Hard Disk clicking sound is not a good sign. First make a backup of your important things in your HDD. Check for any errors in windows check disk utility. Make sure that the socket is properly grounded. 

For a PSU suggestion, you need to state your budget.


----------



## sujeet2555 (Mar 6, 2011)

vamsi_krishna said:


> Hard Disk clicking sound is not a good sign. First make a backup of your important things in your HDD. Check for any errors in windows check disk utility. Make sure that the socket is properly grounded.
> 
> For a PSU suggestion, you need to state your budget.



i am high on that type of maintenance.that clicking sound don't occur when i just have hard disk and writer attached.no stopping on copying ,no write error
for psu budget ,just want sufficient value for money for gpu upgrade [only play at 1024 med/high setting ,because of crt monitor.on high res monitor starts to flicker].

never had buyed the pricey one.but may be 1k,i can spend on psu.


----------



## coderunknown (Mar 6, 2011)

^^ open to buying online? if yes, get FSP Saga II 350W. & live peacefully for 5yrs.


----------



## sujeet2555 (Mar 6, 2011)

Sam.Shab said:


> ^^ open to buying online? if yes, get FSP Saga II 350W. & live peacefully for 5yrs.
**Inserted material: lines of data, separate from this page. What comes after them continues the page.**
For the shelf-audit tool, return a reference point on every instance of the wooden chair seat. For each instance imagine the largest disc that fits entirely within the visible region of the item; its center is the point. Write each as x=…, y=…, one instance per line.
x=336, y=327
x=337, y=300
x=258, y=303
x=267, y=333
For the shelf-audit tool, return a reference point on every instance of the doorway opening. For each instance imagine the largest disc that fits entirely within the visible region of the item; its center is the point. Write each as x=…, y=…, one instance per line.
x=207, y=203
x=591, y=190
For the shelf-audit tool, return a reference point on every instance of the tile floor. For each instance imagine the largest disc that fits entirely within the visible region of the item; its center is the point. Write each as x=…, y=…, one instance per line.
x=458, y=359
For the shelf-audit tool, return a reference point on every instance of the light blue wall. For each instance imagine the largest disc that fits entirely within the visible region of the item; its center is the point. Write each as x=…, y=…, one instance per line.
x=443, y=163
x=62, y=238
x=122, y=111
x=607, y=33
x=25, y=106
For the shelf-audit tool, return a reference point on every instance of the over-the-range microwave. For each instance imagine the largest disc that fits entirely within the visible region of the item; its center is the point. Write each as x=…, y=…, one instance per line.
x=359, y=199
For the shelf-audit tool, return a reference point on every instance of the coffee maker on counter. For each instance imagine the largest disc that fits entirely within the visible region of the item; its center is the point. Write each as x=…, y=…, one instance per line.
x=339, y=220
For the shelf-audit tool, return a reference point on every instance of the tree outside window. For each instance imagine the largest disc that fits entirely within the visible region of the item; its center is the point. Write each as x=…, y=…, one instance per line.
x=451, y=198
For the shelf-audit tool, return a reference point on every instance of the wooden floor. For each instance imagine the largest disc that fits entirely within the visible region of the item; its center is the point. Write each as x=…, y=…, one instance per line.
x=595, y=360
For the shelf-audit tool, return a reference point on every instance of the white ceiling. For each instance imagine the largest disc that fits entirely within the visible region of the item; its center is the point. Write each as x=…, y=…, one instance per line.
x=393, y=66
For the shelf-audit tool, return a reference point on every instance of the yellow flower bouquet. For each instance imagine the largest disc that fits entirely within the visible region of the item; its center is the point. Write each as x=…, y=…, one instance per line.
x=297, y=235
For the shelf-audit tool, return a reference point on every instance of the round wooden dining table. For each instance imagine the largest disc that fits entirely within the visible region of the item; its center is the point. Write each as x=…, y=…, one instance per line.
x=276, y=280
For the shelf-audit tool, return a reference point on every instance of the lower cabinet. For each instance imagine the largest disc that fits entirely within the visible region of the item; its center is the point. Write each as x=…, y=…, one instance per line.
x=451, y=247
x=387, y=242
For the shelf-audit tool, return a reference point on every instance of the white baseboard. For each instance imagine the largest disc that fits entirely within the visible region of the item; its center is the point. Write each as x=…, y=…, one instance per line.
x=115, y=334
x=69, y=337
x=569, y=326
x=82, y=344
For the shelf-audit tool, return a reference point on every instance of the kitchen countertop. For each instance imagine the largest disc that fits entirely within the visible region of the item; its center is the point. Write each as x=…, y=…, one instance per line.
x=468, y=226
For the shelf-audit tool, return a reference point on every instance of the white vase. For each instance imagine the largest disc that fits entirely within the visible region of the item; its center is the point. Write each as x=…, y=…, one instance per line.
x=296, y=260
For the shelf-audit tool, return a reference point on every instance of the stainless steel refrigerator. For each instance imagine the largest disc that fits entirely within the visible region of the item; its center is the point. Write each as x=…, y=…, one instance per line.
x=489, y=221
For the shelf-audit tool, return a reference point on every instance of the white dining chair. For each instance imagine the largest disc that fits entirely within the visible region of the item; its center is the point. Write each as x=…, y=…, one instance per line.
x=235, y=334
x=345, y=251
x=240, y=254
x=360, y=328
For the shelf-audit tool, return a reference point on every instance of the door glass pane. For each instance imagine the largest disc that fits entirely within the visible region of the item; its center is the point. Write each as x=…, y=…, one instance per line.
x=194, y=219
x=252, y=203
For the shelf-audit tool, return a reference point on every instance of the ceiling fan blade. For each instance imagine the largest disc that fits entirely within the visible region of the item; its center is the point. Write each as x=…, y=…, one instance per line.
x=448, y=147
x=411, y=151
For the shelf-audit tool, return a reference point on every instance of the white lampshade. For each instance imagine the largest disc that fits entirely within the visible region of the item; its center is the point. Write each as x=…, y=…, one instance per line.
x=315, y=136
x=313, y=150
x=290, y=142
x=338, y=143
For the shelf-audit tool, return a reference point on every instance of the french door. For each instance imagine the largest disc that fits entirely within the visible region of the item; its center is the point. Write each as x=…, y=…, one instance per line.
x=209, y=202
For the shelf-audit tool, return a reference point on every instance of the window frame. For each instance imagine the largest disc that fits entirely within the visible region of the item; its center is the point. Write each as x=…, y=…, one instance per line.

online yes , but only from trusted one.

i also like to add that to solve this problem i have given both hard disk and dvd writer to service center.they both come back as replacement.so both are new but still the problem remains ,so i think culprit may be the power.


----------



## coderunknown (Mar 7, 2011)

i think you can find them at SMC international & ITWares (brought my FSP 400W from them).

total will be 200 more if you buy from ITwares as they charge for carrying charge. but SMC usually offers free shipping or charges low.


----------



## Gaurav Bhattacharjee (Mar 7, 2011)

I would ask OP to try for Corsair CX400. He said he might get the 5670 or *5770*.
But maybe I am getting paranoid or such. 

However FSP is also good. Anyway to make OP's life easier, the links are below.

*FSP Saga II 350W @1.55k*
*FSP Saga II 400W @1.85k*
*Corsair CX400 @2.8k*


----------



## sujeet2555 (Mar 7, 2011)

psu replacement is the last option but please do stress on the problem solving first.


----------



## MegaMind (Mar 11, 2011)

sujeet2555 said:


> psu replacement is the last option but please do stress on the problem solving first.



The prob is the psu buddy...


----------